Nesse tempo não havia máquinas de lavar roupa em casa, luxo que mais tarde inventaram para os das cidades, sem ribeiros à porta. Qualquer rego onde havia água, enchapoçava-se esta e lá servia para lavar ao menos a roupa miúda.

Para lençóis ou mantas era melhor ir para o Lameirão da Rebeirê, entre a Peçarreirê e as Nigrinhês. Já lá estavam colocadas umas lascas onde esfregavam a rôpa, de joelhos numa tacoilê para não se molharem. O Lameirão e as paredes em voltam serviam de estendal para corar e secar a rôpa. Ao Cornelho não se atreviam a ir secar a rôpa, não viesse o Valhé Tchebé ou o Fatoco e começassem a berrar que o Cornelho era deles, onde plantavam batatas.
O Cornelho era uma ilhota. Para a alcançar, era preciso atravessar um barrote. As lavadeiras tinham medo de cair ao charco, onde alguns de nós, rapazotes, caímos, na tentativa de ir nadar para o lado de lá, onde a água era mais funda e não tinha tantas lascas roubadas às paredes pelas enchentes, como foi a de 1909, em que até as arcas do pão de algumas casas ribeirinhas ou dos donos de munhos foram ribeira abaixo.
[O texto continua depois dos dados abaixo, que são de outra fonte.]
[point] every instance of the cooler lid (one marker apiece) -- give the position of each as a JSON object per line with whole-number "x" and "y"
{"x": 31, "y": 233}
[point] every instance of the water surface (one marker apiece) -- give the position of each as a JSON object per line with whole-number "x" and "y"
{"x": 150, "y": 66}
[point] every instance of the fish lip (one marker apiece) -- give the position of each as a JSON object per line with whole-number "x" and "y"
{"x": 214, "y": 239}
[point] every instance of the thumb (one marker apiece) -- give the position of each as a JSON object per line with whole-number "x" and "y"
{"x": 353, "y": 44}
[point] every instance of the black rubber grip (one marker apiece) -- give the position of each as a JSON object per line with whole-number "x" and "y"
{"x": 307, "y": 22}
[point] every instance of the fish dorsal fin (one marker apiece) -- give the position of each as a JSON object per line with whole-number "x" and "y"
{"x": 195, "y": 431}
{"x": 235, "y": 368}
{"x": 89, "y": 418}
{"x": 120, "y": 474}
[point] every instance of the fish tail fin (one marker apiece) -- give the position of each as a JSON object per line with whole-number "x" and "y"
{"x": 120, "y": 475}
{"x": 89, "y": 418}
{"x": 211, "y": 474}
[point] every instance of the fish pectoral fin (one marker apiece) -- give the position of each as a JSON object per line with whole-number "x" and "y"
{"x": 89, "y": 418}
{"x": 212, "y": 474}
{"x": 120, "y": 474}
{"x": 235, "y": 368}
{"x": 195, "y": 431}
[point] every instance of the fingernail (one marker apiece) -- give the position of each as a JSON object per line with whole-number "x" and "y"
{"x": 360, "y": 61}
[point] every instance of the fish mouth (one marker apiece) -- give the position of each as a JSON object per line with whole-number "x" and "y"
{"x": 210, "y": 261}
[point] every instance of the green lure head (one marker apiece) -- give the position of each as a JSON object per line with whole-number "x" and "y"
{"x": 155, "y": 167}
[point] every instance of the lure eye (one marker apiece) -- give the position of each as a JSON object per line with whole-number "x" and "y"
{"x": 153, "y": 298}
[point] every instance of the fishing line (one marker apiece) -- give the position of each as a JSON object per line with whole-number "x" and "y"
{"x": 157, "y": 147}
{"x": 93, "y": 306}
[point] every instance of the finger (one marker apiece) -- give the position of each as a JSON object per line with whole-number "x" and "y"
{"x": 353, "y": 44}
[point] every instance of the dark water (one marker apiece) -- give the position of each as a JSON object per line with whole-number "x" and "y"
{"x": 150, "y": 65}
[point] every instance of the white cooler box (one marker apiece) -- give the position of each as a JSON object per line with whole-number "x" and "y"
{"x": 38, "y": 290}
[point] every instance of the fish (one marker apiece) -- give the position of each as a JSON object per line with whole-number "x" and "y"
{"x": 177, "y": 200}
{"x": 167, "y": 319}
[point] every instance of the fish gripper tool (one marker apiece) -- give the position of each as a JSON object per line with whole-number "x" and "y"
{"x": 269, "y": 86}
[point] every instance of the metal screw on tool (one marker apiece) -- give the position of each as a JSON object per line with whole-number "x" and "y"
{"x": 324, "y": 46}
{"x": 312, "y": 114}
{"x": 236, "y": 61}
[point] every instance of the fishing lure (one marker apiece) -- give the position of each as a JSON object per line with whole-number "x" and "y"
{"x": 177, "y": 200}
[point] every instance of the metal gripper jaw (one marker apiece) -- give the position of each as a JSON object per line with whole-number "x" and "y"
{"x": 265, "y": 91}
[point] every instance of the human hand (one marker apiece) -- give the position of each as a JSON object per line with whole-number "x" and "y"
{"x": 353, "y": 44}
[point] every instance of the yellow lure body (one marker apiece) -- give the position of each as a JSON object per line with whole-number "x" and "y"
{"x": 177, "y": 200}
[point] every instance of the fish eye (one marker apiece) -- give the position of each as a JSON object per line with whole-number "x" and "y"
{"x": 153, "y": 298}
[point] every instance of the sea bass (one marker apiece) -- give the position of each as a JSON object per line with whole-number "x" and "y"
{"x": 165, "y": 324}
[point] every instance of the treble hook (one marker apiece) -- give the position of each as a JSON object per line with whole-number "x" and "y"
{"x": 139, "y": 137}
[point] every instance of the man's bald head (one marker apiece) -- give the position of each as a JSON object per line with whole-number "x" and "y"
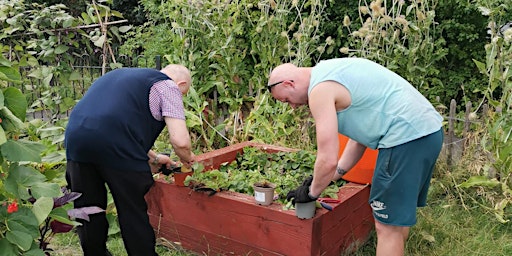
{"x": 180, "y": 75}
{"x": 282, "y": 72}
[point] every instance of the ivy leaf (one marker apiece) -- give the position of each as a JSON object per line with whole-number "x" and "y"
{"x": 22, "y": 150}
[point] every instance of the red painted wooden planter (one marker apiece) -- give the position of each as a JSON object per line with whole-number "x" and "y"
{"x": 230, "y": 223}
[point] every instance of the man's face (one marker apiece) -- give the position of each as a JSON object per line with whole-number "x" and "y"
{"x": 287, "y": 92}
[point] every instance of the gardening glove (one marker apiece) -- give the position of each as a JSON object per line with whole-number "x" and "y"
{"x": 301, "y": 193}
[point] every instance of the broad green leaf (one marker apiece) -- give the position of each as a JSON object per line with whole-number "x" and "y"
{"x": 479, "y": 181}
{"x": 16, "y": 225}
{"x": 16, "y": 102}
{"x": 2, "y": 99}
{"x": 34, "y": 251}
{"x": 10, "y": 74}
{"x": 21, "y": 239}
{"x": 6, "y": 248}
{"x": 60, "y": 214}
{"x": 100, "y": 41}
{"x": 75, "y": 76}
{"x": 4, "y": 62}
{"x": 67, "y": 23}
{"x": 61, "y": 49}
{"x": 26, "y": 217}
{"x": 124, "y": 29}
{"x": 45, "y": 190}
{"x": 26, "y": 176}
{"x": 22, "y": 150}
{"x": 3, "y": 139}
{"x": 42, "y": 208}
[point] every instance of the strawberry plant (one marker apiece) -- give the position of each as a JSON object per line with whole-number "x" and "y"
{"x": 284, "y": 169}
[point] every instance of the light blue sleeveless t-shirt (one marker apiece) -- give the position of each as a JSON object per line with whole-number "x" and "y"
{"x": 386, "y": 110}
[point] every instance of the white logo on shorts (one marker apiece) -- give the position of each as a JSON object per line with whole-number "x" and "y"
{"x": 378, "y": 206}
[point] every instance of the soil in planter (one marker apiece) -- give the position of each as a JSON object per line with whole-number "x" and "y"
{"x": 286, "y": 170}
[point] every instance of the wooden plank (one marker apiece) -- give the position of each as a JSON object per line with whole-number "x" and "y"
{"x": 230, "y": 223}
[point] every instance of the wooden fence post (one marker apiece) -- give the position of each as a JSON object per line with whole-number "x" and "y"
{"x": 467, "y": 124}
{"x": 451, "y": 119}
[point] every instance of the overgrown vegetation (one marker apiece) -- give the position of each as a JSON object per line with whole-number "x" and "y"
{"x": 231, "y": 46}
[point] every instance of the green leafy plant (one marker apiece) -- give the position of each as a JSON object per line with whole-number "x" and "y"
{"x": 286, "y": 170}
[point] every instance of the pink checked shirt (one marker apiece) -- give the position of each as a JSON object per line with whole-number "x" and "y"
{"x": 165, "y": 99}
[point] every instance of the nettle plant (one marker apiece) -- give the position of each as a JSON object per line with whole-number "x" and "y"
{"x": 286, "y": 170}
{"x": 32, "y": 206}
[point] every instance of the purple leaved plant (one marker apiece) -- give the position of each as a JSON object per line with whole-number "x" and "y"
{"x": 53, "y": 226}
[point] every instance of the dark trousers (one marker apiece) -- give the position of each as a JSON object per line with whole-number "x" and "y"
{"x": 128, "y": 189}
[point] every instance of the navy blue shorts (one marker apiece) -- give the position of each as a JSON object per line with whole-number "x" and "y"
{"x": 402, "y": 178}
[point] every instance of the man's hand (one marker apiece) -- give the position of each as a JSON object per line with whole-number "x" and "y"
{"x": 301, "y": 194}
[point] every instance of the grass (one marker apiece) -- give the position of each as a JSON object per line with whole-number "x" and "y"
{"x": 446, "y": 227}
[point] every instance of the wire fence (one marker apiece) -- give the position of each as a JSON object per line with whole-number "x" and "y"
{"x": 53, "y": 99}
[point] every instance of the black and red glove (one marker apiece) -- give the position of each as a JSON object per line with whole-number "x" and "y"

Grandes prejuízos os dessa cheia! Até as terras ficaram sem a parte de cima, a parte arável.
No Lameirão jogávamos a bola, no intervalo dos mergulhos. Era estádio com relvado natural!
Mas havia outros locais privilegiados para as lavadeirês: a Cova, a Lavandeirê, junto ao Gorgolão da Costeirê, a Tapada da Srª Albertina do Moirê, onde nascia uma fonte e onde formavam uma autêntica banheira, desde que a dona permitisse, e até no Vale, à esquina do lameiro do Sr. Zé Jaquim, depois comprado pelo Jé Carvalha para lotear em parte para casas. Aí também formavam uma piscina com a água que vinha do poço no quintal do Panto que, no Inverno, deitava a água fora bem alto, com «urros» que metiam medo, a ponto de ter sido tapado com troncos de castanheiro e grandes pedras de granito. Chegava a alagar as casas mais próximas. Mas para o Vale também convergia a água proveniente da mina da vinha da ti Marifêmea, à Veiguinha, a que se juntava a que vinha do poço do lameiro do Sr. Zé Jaquim.
Essa água, que corria em barroca a céu aberto até à Cale Fundeirê, seguindo pela regueira até à Rebeirê, foi canalizada no tempo do presidente da Junta Menalzé Saloio. A essa água juntava-se a que saía do pio, que é alimentado pela fonte de três bicas. Esta servia para molhar a palha com que se faziam nagalhos, actividade mais tarde proibida aí.
Se iam trabalhar para algum chão onde perto havia água, aproveitavam as mulheres para lavar a roupa suja. Faziam isso no rebeiro das Vinhas, no poço do Bumbana, ao Soito Concelho, onde um dia se afogou um menino de uns sete anos, filho do Carriço do Sabugal, que trabalhava na sua terra ao lado e não deu conta de nada, apesar de pouco fundo; no caminho para o Escaravelho, perto da Bocha, onde entancavam a água que vem da Fonte D. João, atravessando o Soito Concelho de Cima e de Baixo; ao Vale d’Asna, à Escaleirê, à Lameirê, ao Salgueirel, ao Covão e sei lá que mais.
Nesses lavadoiros públicos lavava-se a roupa mas conspurcava-se a alma de quadrazenhas e quadrazenhos com a má língua das comadres que tudo sabem ou inventam contra os outros e que o sabão não lava.
Notas
Enchapoçar – fazer uma poça.
Jé – José.
Marfêmia – Maria Eufêmia.
Menalzé – Manuel José.
Munho – Moínho.
Nagalho – atilho de palha para as fachas.
Nigrinhês – Negrinhas, topónimo de Quadrazais.
Peçarreirê – Piçarreira, topónimo de Quadrazais.
Rebeirê – o Côa.
Rebeiro – ribeiro.
Rôpa – roupa.
Salgueirel – Salgueiral.
Tacoilê – espécie de banco sem pernas para lavar.